Carron: gli altri ci rendono coscienti dei problemi che abbiamo

DOCUMENTI

Julián Carrón: «I problemi non li creano gli altri, gli altri ci rendono coscienti dei problemi che abbiamo»

di Ángel L. Fernández Recuero
31/01/2017 - Un'intervista al presidente della Fraternità di Comunione e Liberazione dal magazine spagnolo "Jotdown"
Julián Carrón (Navaconcejo, 1950) ha compiuto gli studi di teologia nel seminario di Madrid ed è stato allievo titolare della École Biblique et Archéologique Française di Gerusalemme. Ordinato sacerdote nel 1975, l’anno seguente si laurea in Teologia presso la Università Pontificia Comillas, con specializzazione in Sacra Scrittura. Nel 1984 ottiene il dottorato in teologia alla Facoltà Teologica della Spagna settentrionale, a Burgos. È docente presso l’Istituto di Teologia, Scienze religiose e catechetiche San Dámaso e professore ordinario di Nuovo Testamento alla Facoltà di Teologia San Dámaso di Madrid.
Dal 2005 è presidente della Fraternità di Comunione e Liberazione, il più importante movimento cattolico italiano.

Ci troviamo con Julián nel bar dell’Hotel de las Letras di Madrid, approfittando di una delle sue veloci puntate in Spagna. Parliamo di politica, ragione e scienza, e ci spiega le radici del cambiamento che si sta verificando nella società occidentale, che ha l’Illuminismo come elemento chiave. Ci racconta anche come è vissuto il cristianesimo in Comunione e Liberazione, e in che modo esso può essere un fattore chiave del nostro futuro. Julián è alla mano, gentile e chiaro, e ha una grande capacità di convinzione, anche nei confronti di un ateo recalcitrante come chi lo intervista.



In che senso la società occidentale è di fronte a una crisi antropologica?
Lo stiamo vedendo accadere davanti ai nostri occhi, come stanno crollando certi pilastri che credevamo inamovibili. Pensiamo agli immigranti, alla reazione di molte persone rispetto al fenomeno dei rifugiati. Chi avrebbe immaginato, solo qualche decennio fa, che avremmo potuto innalzare muri in Europa dopo aver desiderato per tanti anni di abbattere il muro di Berlino. Pensiamo al vuoto che domina nella società, che alla fine si può trasformare, come vediamo, in terrorismo e violenza. O vediamo come reagiscono gli Stati Uniti o l’Europa davanti alle grandi sfide del nostro tempo. Questa situazione, come diceva Bauman, genera insicurezza e paura.

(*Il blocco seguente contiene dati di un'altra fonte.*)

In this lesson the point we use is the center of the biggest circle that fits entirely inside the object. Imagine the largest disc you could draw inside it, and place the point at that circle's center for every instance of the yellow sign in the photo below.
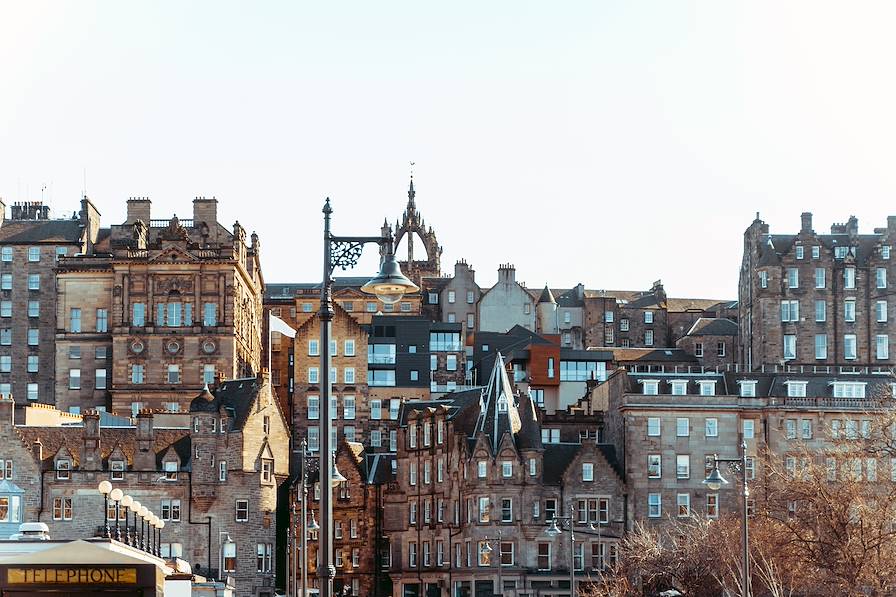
(71, 576)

Sono crollati dei valori? È negativo il fatto che crollino quei valori?Cosa sono i valori? Sono le qualità che ci rendono persone migliori. La libertà, la generosità o la solidarietà sono cose assai ambite e fondamentali nella nostra civiltà. I valori ci permettono di abbracciare la diversità dell’altro, ci rendono più facili le relazioni con quanti sono diversi da noi, ci consentono di uscire dai nostri schemi predefiniti, insomma, rendono la vita più umana, meno dura.